Deep, Deep Books: Sinclair Lewis’ Babbitt

I bought this book for two dollars along with a large bag of other unused titles that a university library was discarding. These Signet Classics paperbacks would normally only sell for five dollars new, anyway. They seem like throw-aways to most people, but they’re much more likely to have something significant inside them than most other books. Signets have a great feel to them. They’ve got those thick, slightly recycled looking pages — whole wheat pages, if you will — with faded type and an ancient, musty library scent to them (even when they’re new). The covers always have some cozy old painting – Grandma Moses, Winslow Homer, or, in this book’s case, Edward Hopper.
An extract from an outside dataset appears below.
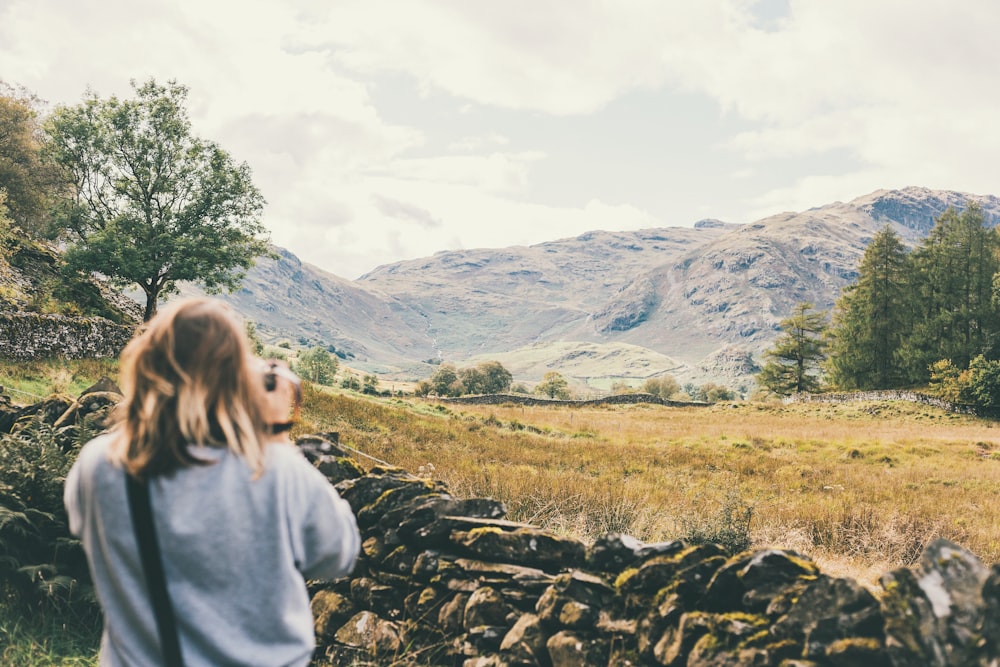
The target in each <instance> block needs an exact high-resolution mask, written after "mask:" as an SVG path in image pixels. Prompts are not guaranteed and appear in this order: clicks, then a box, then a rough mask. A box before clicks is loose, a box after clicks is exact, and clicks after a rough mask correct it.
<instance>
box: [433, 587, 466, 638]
mask: <svg viewBox="0 0 1000 667" xmlns="http://www.w3.org/2000/svg"><path fill="white" fill-rule="evenodd" d="M468 601H469V595H468V594H466V593H456V594H455V595H454V597H452V598H451V600H449V601H448V602H446V603H444V604H443V605H442V606H441V611H440V612H438V626H440V628H441V629H442V630H443V631H444V632H447V633H449V634H458V633H460V632H462V631H463V630H464V629H465V605H466V603H468Z"/></svg>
These are some of the covers I’ve learned to look for: they usually belong to fairly good books and at least you don’t have the indignity of having some sensational, overly blurbed cover on them.

Sinclair Lewis is one of the most forgotten novelists of the last century. Following the success of Main Street and Babbitt, Lewis was at one time voted America’s favorite writer. Both works’ titles had coined new terms (or at least added a derogatory quaintness to “Main Street”) and featured enormously popular satires on American go-get-em attitudes, good-old-boy-isms, and Chamber of Commerce buffoonery (which was a more meaningful subject to criticize in the Twenties than now). In 1925 Lewis was awarded the Pulitzer Prize (which he refused); later, in 1930, he accepted the Nobel Prize in Literature. Somewhere along the way, though, and perhaps owing to the lack of overall vision in his books, he lost his fame.

On the level of each individual paragraph, Lewis is a wonderful writer. He collected and organized literally thousands of observations during his research for his novels and short stories like drawers full of old library catalog cards. But his stories tended to be tied up too quickly by the end of the novel, as though available pages had run out and the book had better finish its business. There’s also never a very fulfilling exploration of a character’s personality. Lewis wrote from the mind of an utter loner who couldn’t speak more frankly about loneliness.

Perhaps Lewis’ loss of fame is all for the better: I’d rather keep an author like him to myself. When a writer is forgotten, it’s easier not to criticize them for their shortcomings — of which Lewis had many — and be better able to enjoy their works for what they are, like a flawed but good friend.